How much money do you think consumers spend as a result of internet
advertising? The amount of money that can be sustainably made in the industry
is significantly less than that.

The ad industry markets to clients, not consumers. On the internet, unlike
every major medium before it, clients have stats to show them that their ads
don't work.

When TV dies, so will advertising as we know it.

------
zby
There are some adverts that viewers send each other, a nice analysis of that
trend is the spreadable media series of articles by Henry Jenkins
([http://henryjenkins.org/2009/04/how_sarah_spread_and_what_it...](http://henryjenkins.org/2009/04/how_sarah_spread_and_what_it_m.html)
\- this is a kind of summary).

------
haasted
Microsoft shipping IE with easy-to-enable advertisement blockers, might be the
biggest blow they could deal to Google at the moment.

Of course, they are unlikely to do so now that they have invested so heavily
in emulating Google's business model.

------
kleinsch
ReplayTV had the ability to automatically skip commercials on TV 6-7 years ago
and I'm sure the same articles were all over the news. It didn't really
happen, now did it?

------
calcnerd256
I don't block ads. Well, I guess running Chrome on Ubuntu means I block Flash
ads, but it also means I block all Flash (and Java and any other plugin).

------
Ardit20
I think Murdoch probably paid this guy. :P That might explain the continual
repetition of "People do not like Advertisement". I got scared at some point
that he is rewiring my brain or something.

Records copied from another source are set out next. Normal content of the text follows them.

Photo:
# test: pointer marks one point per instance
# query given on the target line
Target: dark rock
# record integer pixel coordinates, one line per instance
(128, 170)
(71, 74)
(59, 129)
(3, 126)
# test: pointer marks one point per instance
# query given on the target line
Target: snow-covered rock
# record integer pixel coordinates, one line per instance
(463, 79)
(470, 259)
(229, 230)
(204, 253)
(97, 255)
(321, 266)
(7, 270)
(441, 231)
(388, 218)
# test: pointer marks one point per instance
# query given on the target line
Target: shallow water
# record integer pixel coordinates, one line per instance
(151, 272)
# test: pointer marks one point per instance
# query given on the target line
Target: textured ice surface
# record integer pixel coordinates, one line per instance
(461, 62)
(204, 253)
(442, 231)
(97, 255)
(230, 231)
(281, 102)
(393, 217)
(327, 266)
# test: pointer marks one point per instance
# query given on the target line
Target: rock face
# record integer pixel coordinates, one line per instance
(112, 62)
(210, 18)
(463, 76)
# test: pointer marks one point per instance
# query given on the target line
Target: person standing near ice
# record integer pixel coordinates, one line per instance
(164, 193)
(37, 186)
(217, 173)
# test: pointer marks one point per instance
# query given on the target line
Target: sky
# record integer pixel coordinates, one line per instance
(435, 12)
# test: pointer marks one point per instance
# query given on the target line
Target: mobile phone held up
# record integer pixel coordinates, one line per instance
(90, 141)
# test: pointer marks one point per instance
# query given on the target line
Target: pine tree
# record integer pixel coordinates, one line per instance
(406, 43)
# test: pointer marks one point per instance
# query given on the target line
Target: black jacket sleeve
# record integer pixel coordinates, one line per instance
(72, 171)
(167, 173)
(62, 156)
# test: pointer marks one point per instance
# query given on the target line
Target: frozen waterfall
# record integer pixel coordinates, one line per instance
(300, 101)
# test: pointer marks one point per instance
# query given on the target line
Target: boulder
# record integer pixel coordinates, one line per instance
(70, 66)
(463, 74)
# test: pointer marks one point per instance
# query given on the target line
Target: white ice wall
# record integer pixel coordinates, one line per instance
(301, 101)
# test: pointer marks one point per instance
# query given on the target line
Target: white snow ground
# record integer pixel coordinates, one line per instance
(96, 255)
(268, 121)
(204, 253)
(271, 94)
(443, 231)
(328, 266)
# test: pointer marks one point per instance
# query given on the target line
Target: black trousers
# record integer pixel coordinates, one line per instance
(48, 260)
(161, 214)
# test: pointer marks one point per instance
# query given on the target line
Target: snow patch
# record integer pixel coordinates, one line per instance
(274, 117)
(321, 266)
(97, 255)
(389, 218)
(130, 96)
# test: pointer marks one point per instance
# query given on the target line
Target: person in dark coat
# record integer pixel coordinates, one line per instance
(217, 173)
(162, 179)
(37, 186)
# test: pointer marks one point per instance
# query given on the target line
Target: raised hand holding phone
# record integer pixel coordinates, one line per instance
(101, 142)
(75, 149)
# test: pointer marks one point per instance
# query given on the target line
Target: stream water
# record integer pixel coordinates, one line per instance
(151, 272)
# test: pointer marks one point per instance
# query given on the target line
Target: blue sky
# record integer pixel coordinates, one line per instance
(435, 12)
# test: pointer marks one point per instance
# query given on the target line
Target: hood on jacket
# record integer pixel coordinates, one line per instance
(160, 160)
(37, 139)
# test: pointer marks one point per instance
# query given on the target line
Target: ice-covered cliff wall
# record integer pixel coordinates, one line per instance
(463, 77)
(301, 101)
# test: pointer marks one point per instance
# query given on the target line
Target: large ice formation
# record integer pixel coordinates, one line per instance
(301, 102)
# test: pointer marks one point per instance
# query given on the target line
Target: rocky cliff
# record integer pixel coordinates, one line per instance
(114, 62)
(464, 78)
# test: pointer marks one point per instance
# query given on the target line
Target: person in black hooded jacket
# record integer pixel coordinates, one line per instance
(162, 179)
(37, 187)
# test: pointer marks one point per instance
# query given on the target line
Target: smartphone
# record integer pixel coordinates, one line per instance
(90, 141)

Umm, I have some problem with my teeth. There was this advertisement which
mentioned a tooth paste which helps tackle it, I was kinda glad that I saw
that advert. Then there are these advertisements with cool songs, hey it might
just lift my spirit for a bit. Sometimes, I kind of want variety in my food
and wonder how I may try something new, what is out there to try, guess tv
advertisements may inform me at some point. The idea that people do not like
advertisements is rubish, people do not like seeing the same advert over and
over and over again, but they do like to be informed about what is out there.